🤖 AI Summary
To address high training latency in wireless distributed learning caused by constrained communication and computation resources, this paper proposes a synergistic optimization framework that integrates split learning (SL) and federated learning (FL). We jointly optimize the selection of learning paradigms (SL vs. FL), batch size, and communication/computation resource allocation—explicitly capturing their coupled effects. A novel integer non-convex optimization model is formulated, and a two-stage algorithm is designed: first solving its continuous relaxation via block coordinate descent, then recovering feasible integer batch sizes through a customized rounding scheme. Experiments demonstrate that, to achieve a target model accuracy, the proposed method reduces overall learning latency by up to 42.3% compared to state-of-the-art baselines, while significantly improving convergence speed, system efficiency, and final model accuracy.
📝 Abstract
Federated learning (FL) and split learning (SL) are two effective distributed learning paradigms in wireless networks, enabling collaborative model training across mobile devices without sharing raw data. While FL supports low-latency parallel training, it may converge to less accurate model. In contrast, SL achieves higher accuracy through sequential training but suffers from increased delay. To leverage the advantages of both, hybrid split and federated learning (HSFL) allows some devices to operate in FL mode and others in SL mode.
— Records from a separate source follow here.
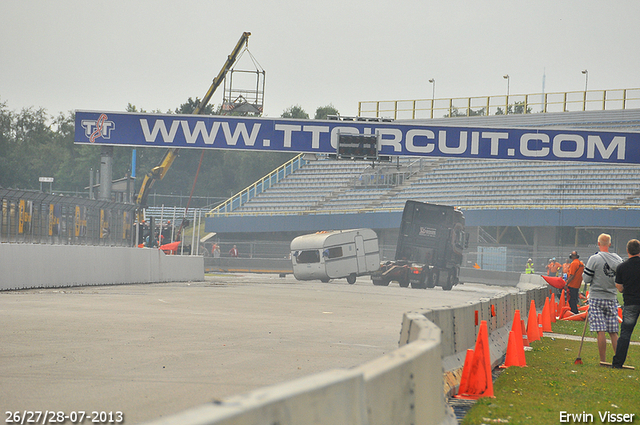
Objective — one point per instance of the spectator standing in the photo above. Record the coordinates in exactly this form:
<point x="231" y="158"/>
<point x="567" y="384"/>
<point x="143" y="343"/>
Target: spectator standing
<point x="574" y="280"/>
<point x="529" y="267"/>
<point x="553" y="267"/>
<point x="628" y="282"/>
<point x="599" y="272"/>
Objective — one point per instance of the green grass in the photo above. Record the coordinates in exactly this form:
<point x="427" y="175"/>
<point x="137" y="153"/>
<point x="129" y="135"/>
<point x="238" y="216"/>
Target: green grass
<point x="552" y="383"/>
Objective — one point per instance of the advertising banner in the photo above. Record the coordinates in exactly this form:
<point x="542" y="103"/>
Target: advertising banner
<point x="320" y="136"/>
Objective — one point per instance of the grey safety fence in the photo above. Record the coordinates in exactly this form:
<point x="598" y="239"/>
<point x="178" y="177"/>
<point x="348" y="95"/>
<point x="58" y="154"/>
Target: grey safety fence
<point x="36" y="217"/>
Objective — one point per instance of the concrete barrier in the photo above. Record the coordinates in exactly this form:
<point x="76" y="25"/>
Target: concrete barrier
<point x="24" y="266"/>
<point x="406" y="386"/>
<point x="489" y="277"/>
<point x="402" y="387"/>
<point x="248" y="265"/>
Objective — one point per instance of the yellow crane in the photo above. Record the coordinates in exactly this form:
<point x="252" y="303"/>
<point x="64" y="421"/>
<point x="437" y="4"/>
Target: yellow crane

This paper aims to accelerate HSFL by addressing three key questions: 1) How does learning mode selection affect overall learning performance? 2) How does it interact with batch size? 3) How can these hyperparameters be jointly optimized alongside communication and computational resources to reduce overall learning delay? We first analyze convergence, revealing the interplay between learning mode and batch size. Next, we formulate a delay minimization problem and propose a two-stage solution: a block coordinate descent method for a relaxed problem to obtain a locally optimal solution, followed by a rounding algorithm to recover integer batch sizes with near-optimal performance. Experimental results demonstrate that our approach significantly accelerates convergence to the target accuracy compared to existing methods.